# Newark airport March 1st storm pictures



## blk90s13 (Sep 1, 2005)

not much but here is some of the runway crew


----------



## tls22 (Sep 30, 2007)

sweet pictures...jersey knows how to handel snow:salute:


----------



## CityGuy (Dec 19, 2008)

Whats that last picture of?


----------



## tls22 (Sep 30, 2007)

Hamelfire;766142 said:


> Whats that last picture of?


snow dump to melt the snow


----------



## CityGuy (Dec 19, 2008)

how does it work? I see you plow it inot the hole. Is that water being used to melt it or?


----------



## FordFisherman (Dec 5, 2007)

Don't get too close to the roaster...


----------



## Mark13 (Dec 3, 2006)

They plow some runways with pickups?

I wanna go plow a run way :bluebounc


----------



## blk90s13 (Sep 1, 2005)

the last picture is the inground melter, we plow under the air crafts and between the gates push out away from the tails and the puhshers come around with 40 ft blades take the snow to the melters 

We do terminal C all continental gates I will try to get some older pictures up here as well later tonight


----------



## FordFisherman (Dec 5, 2007)

How wide is the opening on that melter?
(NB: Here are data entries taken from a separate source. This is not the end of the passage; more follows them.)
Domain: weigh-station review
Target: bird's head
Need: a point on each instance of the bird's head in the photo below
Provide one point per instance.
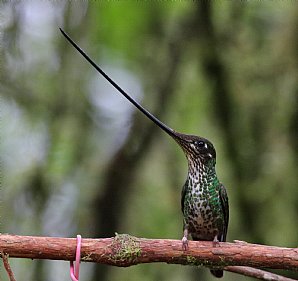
(198, 151)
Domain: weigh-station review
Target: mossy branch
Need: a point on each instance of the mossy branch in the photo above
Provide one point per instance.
(125, 250)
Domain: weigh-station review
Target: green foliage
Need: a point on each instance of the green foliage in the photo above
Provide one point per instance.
(234, 81)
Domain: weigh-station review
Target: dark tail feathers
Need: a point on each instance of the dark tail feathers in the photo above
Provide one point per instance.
(217, 273)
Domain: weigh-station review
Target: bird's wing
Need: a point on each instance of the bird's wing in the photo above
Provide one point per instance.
(225, 208)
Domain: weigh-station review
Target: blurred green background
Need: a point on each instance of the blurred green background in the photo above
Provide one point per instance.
(76, 157)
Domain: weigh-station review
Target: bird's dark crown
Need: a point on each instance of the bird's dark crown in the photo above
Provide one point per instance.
(196, 147)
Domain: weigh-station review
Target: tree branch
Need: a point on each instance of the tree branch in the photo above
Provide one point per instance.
(125, 250)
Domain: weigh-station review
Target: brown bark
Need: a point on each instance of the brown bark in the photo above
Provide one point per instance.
(125, 250)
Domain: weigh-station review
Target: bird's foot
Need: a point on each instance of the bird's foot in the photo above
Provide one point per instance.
(184, 243)
(215, 242)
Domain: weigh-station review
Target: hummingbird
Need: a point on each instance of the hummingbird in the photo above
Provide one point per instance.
(204, 200)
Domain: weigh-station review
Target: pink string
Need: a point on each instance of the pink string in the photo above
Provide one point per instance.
(75, 271)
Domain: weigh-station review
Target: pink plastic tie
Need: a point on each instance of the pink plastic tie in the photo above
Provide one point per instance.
(75, 271)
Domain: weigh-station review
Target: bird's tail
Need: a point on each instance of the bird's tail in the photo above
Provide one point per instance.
(217, 273)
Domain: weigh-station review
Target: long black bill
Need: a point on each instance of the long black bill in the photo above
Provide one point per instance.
(167, 129)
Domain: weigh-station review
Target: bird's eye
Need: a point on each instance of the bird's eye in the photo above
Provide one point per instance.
(200, 144)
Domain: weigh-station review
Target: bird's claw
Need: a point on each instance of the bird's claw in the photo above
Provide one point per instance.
(184, 243)
(215, 242)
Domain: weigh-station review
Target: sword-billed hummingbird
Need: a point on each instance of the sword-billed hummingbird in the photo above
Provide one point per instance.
(204, 200)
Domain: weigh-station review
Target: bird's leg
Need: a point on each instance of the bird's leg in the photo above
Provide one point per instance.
(215, 241)
(185, 240)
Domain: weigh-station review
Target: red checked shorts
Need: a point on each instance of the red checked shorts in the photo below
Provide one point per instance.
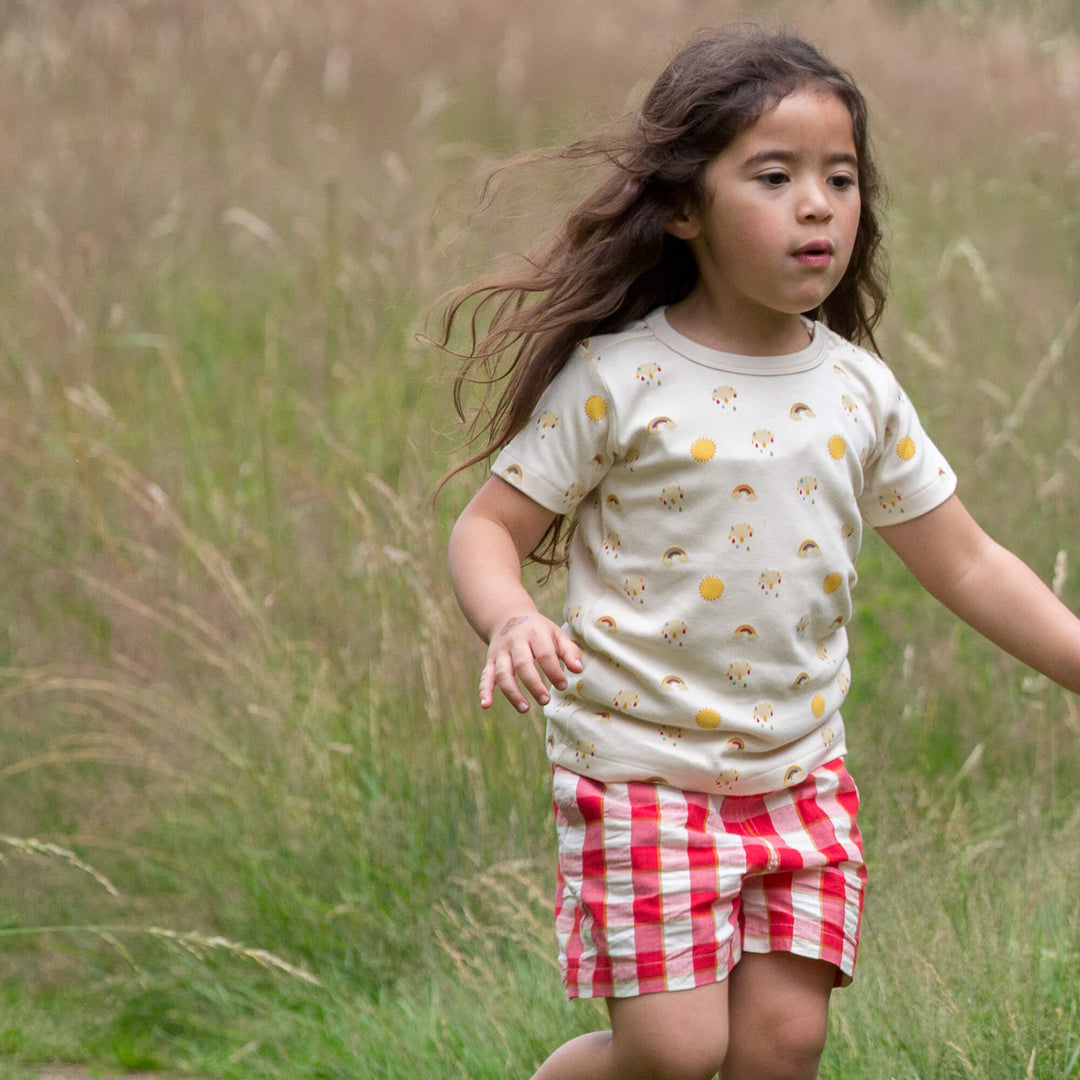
(664, 890)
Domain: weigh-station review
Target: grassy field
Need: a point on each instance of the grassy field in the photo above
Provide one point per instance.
(252, 823)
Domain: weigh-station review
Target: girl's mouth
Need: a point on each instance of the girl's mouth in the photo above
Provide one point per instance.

A Wideout or XLS would be perfect for that job.


----------



## blk90s13 (Sep 1, 2005)

It maybe about 10ft wide ? they use the big guys to load that no need for us little trucks to load the melter

older pictures from this season


----------



## blk90s13 (Sep 1, 2005)

here is a picture of the big blades I found online










http://www.dejanaindustries.com/aero.html


----------



## nicksplowing (Oct 5, 2005)

*sweet pics thanks *


----------



## Quality SR (Oct 25, 2006)

Nice pictures. I know two guys that plow there. Looks like a cool job. I am surprised you didnt get caught talking all those pictures. They probably would have hung you by the ba**s if they would have seen you.


----------



## LawnProLandscapes (Nov 15, 2007)

awesome pics, if you have more and get a chance post em up, i love seeing airport equipment.


----------



## JCI Trans (Oct 21, 2008)

There must be a meyer dealer nearby!


----------



## blk90s13 (Sep 1, 2005)

Quality SR;766583 said:


> Nice pictures. I know two guys that plow there. Looks like a cool job. I am surprised you didnt get caught talking all those pictures. They probably would have hung you by the ba**s if they would have seen you.


Wait till they know my name and where I moved here from



JCI Trans;766621 said:


> There must be a meyer dealer nearby!


you didnt lie about that the meyer dealer is very close by haha


----------